L’esclavage est « aboli » mais les « esclaves » sont toujours légion. Selon un rapport de l’ONU, publié le 9 septembre, « plus de 1 milliard de personnes ne sont même pas en mesure de satisfaire leurs besoins de consommation élémentaire ». À l’autre bout de la pyramide, les trois personnes les plus riches du monde ont une fortune supérieure au total du produit intérieur brut des 48 pays les plus pauvres.

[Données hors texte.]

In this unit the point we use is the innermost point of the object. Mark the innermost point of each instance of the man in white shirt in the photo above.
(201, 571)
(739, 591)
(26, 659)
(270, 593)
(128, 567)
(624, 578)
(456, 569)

Face à cette misère dont les médias se complaisent souvent à faire un spectacle, un sentiment de culpabilité nous submerge parfois. Pauvres salariés ou chômeurs français, ne serions-nous pas, malgré tout, des « privilégiés » ? Chassons cette illusion, les vrais responsables sont ailleurs. Selon le même rapport de l’ONU, il suffirait de moins de 4 % de la richesse cumulée des 225 plus grosses fortunes mondiales pour donner à toute la population du globe l’accès aux besoins de base et aux services sociaux élémentaires (santé, éducation, alimentation). Esclaves modernes, nous sommes plusieurs milliards. Ceux qui nous exploitent et nous dirigent pensent pouvoir nous soumettre, nous contraindre à la résignation. Pourtant, un autre futur est possible. Même dans l’Antiquité, les révoltes d’esclaves ont ébranlé l’empire romain.